Gracixalus sapaensis
- Conservation status: Endangered (IUCN 3.1)

Scientific classification
- Kingdom: Animalia
- Phylum: Chordata
- Class: Amphibia
- Order: Anura
- Family: Rhacophoridae
- Genus: Gracixalus
- Species: G. sapaensis
- Binomial name: Gracixalus sapaensis Matsui, Ohler, Eto, and Nguyen, 2017

= Gracixalus sapaensis =

- Authority: Matsui, Ohler, Eto, and Nguyen, 2017
- Conservation status: EN

Species of frog

Gracixalus sapaensis, the Sapa bush frog, is a species of frog in the family Rhacophoridae. It is endemic to Vietnam and suspected in China. It has been observed between 1250 and 2362 meters above sea level.

This frog has been observed in the Fan Si Pan mountains, where it is known in forests and scrubland, though it has occasionally been seen on farms, which suggests it may be able to tolerate a degree of habitat disturbance. The frog is found perched on plants about 2 m above the ground.

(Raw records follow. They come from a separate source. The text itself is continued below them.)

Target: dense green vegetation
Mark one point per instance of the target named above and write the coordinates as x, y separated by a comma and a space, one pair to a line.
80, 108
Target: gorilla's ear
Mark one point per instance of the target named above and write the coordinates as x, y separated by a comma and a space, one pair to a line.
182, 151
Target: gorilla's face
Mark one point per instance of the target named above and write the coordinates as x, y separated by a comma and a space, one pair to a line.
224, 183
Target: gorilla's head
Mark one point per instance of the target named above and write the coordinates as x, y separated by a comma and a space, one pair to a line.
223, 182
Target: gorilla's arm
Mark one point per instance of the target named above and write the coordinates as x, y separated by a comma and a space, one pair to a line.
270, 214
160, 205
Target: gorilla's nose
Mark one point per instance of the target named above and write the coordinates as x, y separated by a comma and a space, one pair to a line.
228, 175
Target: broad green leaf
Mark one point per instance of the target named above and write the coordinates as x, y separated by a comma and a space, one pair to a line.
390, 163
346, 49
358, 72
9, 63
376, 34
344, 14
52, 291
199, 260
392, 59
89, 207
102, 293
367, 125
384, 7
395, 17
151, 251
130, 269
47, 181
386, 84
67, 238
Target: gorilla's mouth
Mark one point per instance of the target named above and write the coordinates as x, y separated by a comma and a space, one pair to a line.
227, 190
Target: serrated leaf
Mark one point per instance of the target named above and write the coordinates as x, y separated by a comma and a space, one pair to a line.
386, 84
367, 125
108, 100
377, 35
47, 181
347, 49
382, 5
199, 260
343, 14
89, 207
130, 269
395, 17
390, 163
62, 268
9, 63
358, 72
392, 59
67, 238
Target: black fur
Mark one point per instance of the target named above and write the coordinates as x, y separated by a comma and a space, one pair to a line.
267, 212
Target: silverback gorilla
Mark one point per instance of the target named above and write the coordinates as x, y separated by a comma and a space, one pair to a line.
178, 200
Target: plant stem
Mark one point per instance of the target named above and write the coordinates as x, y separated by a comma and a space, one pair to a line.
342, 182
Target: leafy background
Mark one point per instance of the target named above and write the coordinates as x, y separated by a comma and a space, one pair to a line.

Scientists classify this frog as endangered because of its small, threatened range, which is subject to continued degradation as humans build farms and infrastructure for tourism. This range includes at least one protected park: Hoang Lien Son National Park. Climate change may also pose some threat to this frog because it lives in high-elevation habitats that are not readily conducive to northward migration.

Scientists once considered this species a subpopulation of Gracixalus carinensis.